Duruşmanın ardından Kırıkkale Adliyesi önünde yapılan açıklamaya, katliamdan sağ kurtulan tek kişi olan Aysel Öğüt ile eşi Abdullah Öğüt, Halkların Eşitlik ve Demokratik Partisi (HEDEP) Mûş Milletvekili Sümeyye Boz, partinin Hukuk ve İnsan Hakları Komisyonu Eşsözcüsü Nuray Özdoğan, İnsan Hakları Derneği (İHD) MYK üyesi Nuray Çevirmen, Hafıza Merkezi temsilcileri, dosya avukatlarından Mûş Barosu Başkanı Kadir Karaçelik, Wan Barosu Başkanı Sinan Özaraz ile Ankara Barosu ve Özgürlük için Hukukçular Derneği (ÖHD) üyeleri katıldı.
10 yıldır adalet aradık
Açıklama yapan Mûş Baro Başkanı Kadir Karaçelik, 2013 yılında bir dava açıldığını ama son 10 yıllık süreçte Kırıkkale’ye sürgün edildiğini belirterek, “10 yıldır bu şehrin adliyesinde adalet aradık ama yeni bir karar verildi. Dosyada zaman aşımı gerekçesiyle düşme kararı verildi. Etkin bir arama gerçekleştirilemedi. Şahıs bulunamadı, cezasızlık kültürü bir politikaya dönüştürüldü” dedi.
Bu bir insanlık suçudur
Wan Baro Başkanı Sinan Özaraz ise, Vartinis’in Kürt olduğunu ve siyasi saiklerle bir evde katledilen 7 kişilik yaşamından ettiklerini ifade ederek, “Bu bir insanlık suçudur. İnsanlık suçu zaman aşımına tabi değildir. Zaman aşımına tabi olan bir dosya, düşürülerek cezasızlık politikasına maruz kaldı” diye konuştu.

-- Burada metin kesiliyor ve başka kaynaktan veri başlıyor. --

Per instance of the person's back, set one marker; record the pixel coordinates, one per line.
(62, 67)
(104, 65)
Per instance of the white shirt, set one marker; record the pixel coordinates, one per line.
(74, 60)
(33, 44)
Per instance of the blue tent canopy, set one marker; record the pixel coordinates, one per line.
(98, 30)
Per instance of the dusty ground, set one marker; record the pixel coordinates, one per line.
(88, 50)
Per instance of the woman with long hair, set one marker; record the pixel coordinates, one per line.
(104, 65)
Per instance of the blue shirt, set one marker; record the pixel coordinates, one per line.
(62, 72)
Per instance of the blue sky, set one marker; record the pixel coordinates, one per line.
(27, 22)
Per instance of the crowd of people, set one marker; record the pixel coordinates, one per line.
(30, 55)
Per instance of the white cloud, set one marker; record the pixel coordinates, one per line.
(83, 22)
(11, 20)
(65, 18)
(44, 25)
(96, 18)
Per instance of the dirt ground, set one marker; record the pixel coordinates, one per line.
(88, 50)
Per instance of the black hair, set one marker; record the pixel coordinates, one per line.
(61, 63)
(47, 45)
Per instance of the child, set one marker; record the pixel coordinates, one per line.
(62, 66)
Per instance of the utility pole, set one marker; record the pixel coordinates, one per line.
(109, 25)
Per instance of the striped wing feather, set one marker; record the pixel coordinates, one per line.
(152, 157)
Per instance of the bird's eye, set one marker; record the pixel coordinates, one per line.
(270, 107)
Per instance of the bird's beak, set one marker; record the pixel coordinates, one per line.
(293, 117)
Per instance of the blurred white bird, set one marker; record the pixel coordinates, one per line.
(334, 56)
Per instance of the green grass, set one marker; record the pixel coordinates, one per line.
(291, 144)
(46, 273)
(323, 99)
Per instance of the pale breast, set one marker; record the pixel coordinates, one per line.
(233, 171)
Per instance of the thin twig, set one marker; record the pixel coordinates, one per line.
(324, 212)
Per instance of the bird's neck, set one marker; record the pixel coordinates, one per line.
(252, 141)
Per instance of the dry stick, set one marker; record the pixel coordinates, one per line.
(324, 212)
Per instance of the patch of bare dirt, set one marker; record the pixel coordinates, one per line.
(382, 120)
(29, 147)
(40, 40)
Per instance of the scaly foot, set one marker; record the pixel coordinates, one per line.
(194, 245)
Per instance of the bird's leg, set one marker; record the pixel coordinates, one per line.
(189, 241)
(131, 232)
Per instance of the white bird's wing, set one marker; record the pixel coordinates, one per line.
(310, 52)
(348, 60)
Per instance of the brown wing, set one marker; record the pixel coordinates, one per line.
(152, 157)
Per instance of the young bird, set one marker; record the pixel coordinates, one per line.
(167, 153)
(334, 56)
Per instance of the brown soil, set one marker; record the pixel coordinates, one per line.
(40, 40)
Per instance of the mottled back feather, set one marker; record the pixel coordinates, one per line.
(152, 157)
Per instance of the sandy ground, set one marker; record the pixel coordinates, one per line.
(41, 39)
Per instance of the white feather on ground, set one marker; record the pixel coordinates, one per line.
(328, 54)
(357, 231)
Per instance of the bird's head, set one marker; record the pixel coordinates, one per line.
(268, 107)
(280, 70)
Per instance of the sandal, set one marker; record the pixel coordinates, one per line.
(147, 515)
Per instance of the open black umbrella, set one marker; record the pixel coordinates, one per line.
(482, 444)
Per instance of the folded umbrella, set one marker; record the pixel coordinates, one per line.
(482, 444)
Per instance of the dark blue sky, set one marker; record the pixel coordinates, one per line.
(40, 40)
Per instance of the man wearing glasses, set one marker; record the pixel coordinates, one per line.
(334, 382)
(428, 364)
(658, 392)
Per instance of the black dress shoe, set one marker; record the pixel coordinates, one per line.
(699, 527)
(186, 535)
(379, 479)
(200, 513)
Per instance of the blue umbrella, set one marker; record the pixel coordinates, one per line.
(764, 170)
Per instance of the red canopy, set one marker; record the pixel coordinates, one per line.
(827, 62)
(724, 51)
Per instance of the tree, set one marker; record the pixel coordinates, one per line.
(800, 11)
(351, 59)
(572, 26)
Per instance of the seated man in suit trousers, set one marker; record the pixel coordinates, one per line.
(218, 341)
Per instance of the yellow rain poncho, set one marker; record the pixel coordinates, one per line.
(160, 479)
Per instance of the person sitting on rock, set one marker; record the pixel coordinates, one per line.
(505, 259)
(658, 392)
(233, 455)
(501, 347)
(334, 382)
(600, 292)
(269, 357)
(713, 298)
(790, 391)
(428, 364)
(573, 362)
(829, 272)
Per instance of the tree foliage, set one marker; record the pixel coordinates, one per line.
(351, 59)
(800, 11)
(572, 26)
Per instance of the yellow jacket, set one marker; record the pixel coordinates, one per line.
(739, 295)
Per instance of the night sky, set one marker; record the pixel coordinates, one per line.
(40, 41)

İki saat içinde ailem yok oldu
Duruşma sonrası JINNEWS’e kısa bir konuşma yapan katliamdan sağ olarak tek kurtulan Aysel Ögüt, kararı haksızlık olarak değerlendirdi.
“Ben bugün ölü gibiyim” sözleriyle karara tepki gösteren Öğüt, “O kadar umutluydum ki adaletli bir karar çıkar diye düşündüm. Ama olmadı, yine ben üzüldüm. Allah’ın adaletine güveniyorum, o kadar uğraştım, dindim, bugün buraya bile depresyon ilacı alarak geldim. Ben hakkımı devlete helal etmiyorum, ailemi katleden katili serbest bıraktılar. Ben bu kararı verenleri Allah’a havale ediyorum. O gün köyde tek bir çatışma yoktu, köyde panzer ve askerler vardı. Bülent Karaoğlu’nun kararıyla katliamı yaptılar. İki saat içinde ailem yok oldu” sözlerini kullandı.